1
0
Fork 0
mirror of https://github.com/git/git.git synced 2024-04-28 08:35:23 +02:00
git/refs/refs-internal.h
Michael Haggerty 3bc581b940 refs: introduce an iterator interface
Currently, the API for iterating over references is via a family of
for_each_ref()-type functions that invoke a callback function for each
selected reference. All of these eventually call do_for_each_ref(),
which knows how to do one thing: iterate in parallel through two
ref_caches, one for loose and one for packed refs, giving loose
references precedence over packed refs. This is rather complicated code,
and is quite specialized to the files backend. It also requires callers
to encapsulate their work into a callback function, which often means
that they have to define and use a "cb_data" struct to manage their
context.

The current design is already bursting at the seams, and will become
even more awkward in the upcoming world of multiple reference storage
backends:

* Per-worktree vs. shared references are currently handled via a kludge
  in git_path() rather than iterating over each part of the reference
  namespace separately and merging the results. This kludge will cease
  to work when we have multiple reference storage backends.

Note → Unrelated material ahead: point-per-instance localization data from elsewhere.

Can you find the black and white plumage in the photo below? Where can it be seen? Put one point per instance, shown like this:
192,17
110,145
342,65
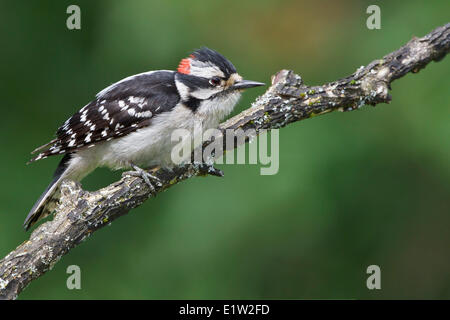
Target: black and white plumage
129,124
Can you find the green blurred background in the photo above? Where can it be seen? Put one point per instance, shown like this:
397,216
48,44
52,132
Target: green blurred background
353,189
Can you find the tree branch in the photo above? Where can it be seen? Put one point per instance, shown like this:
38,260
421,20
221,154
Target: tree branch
80,213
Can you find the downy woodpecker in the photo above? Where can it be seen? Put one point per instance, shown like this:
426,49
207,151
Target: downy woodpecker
129,124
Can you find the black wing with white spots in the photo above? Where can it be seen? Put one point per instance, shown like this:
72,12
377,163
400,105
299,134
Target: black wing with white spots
120,109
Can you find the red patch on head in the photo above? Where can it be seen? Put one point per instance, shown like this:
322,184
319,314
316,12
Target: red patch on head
184,66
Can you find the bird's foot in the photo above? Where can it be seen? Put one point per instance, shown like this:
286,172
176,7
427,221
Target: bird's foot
209,169
146,176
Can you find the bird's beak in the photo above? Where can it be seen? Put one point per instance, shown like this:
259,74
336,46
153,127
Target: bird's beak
245,84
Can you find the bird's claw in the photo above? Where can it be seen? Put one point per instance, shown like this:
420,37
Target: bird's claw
209,169
146,176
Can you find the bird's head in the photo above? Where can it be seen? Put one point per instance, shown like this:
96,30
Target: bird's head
207,76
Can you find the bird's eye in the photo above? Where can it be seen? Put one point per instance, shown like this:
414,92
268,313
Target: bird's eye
216,81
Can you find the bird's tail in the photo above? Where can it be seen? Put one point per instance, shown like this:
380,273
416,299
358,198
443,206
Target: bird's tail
49,199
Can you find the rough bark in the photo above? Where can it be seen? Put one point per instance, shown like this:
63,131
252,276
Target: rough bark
287,100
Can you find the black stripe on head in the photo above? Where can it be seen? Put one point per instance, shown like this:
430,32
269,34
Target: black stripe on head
193,82
208,55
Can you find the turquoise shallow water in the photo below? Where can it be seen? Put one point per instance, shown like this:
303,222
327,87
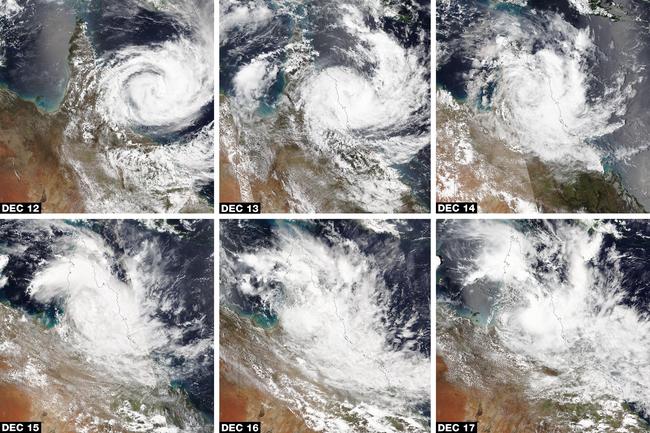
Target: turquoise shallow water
36,53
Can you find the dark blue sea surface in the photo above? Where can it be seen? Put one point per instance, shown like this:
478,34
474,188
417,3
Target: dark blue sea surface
184,280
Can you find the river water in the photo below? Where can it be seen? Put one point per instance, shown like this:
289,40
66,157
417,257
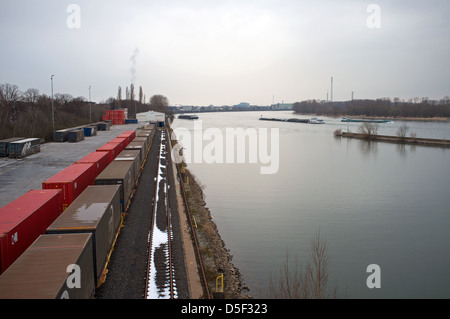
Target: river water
373,203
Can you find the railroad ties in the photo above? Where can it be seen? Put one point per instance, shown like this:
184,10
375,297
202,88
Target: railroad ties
160,283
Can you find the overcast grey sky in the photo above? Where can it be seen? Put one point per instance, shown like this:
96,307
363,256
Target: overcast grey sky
226,52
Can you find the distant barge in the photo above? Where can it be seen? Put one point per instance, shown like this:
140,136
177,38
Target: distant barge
349,119
188,117
310,121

* The current scheme is inflexible. What if we sometimes want to bypass
  the ref_cache, or use it only for packed or only for loose refs? What
  if we want to store symbolic refs in one type of storage backend and
  non-symbolic ones in another?

In the future, each reference backend will need to define its own way of
iterating over references. The crux of the problem with the current
design is that it is impossible to compose for_each_ref()-style
iterations, because the flow of control is owned by the for_each_ref()
function. There is nothing that a caller can do but iterate through all
references in a single burst, so there is no way for it to interleave
references from multiple backends and present the result to the rest of
the world as a single compound backend.

This commit introduces a new iteration primitive for references: a
ref_iterator. A ref_iterator is a polymorphic object that a reference
storage backend can be asked to instantiate. There are three functions
that can be applied to a ref_iterator:

* ref_iterator_advance(): move to the next reference in the iteration
* ref_iterator_abort(): end the iteration before it is exhausted
* ref_iterator_peel(): peel the reference currently being looked at

Iterating using a ref_iterator leaves the flow of control in the hands
of the caller, which means that ref_iterators from multiple
sources (e.g., loose and packed refs) can be composed and presented to
the world as a single compound ref_iterator.

It also means that the backend code for implementing reference iteration
will sometimes be more complicated. For example, the
cache_ref_iterator (which iterates over a ref_cache) can't use the C
stack to recurse; instead, it must manage its own stack internally as
explicit data structures. There is also a lot of boilerplate connected
with object-oriented programming in C.

Eventually, end-user callers will be able to be written in a more
natural way—managing their own flow of control rather than having to
work via callbacks. Since there will only be a few reference backends
but there are many consumers of this API, this is a good tradeoff.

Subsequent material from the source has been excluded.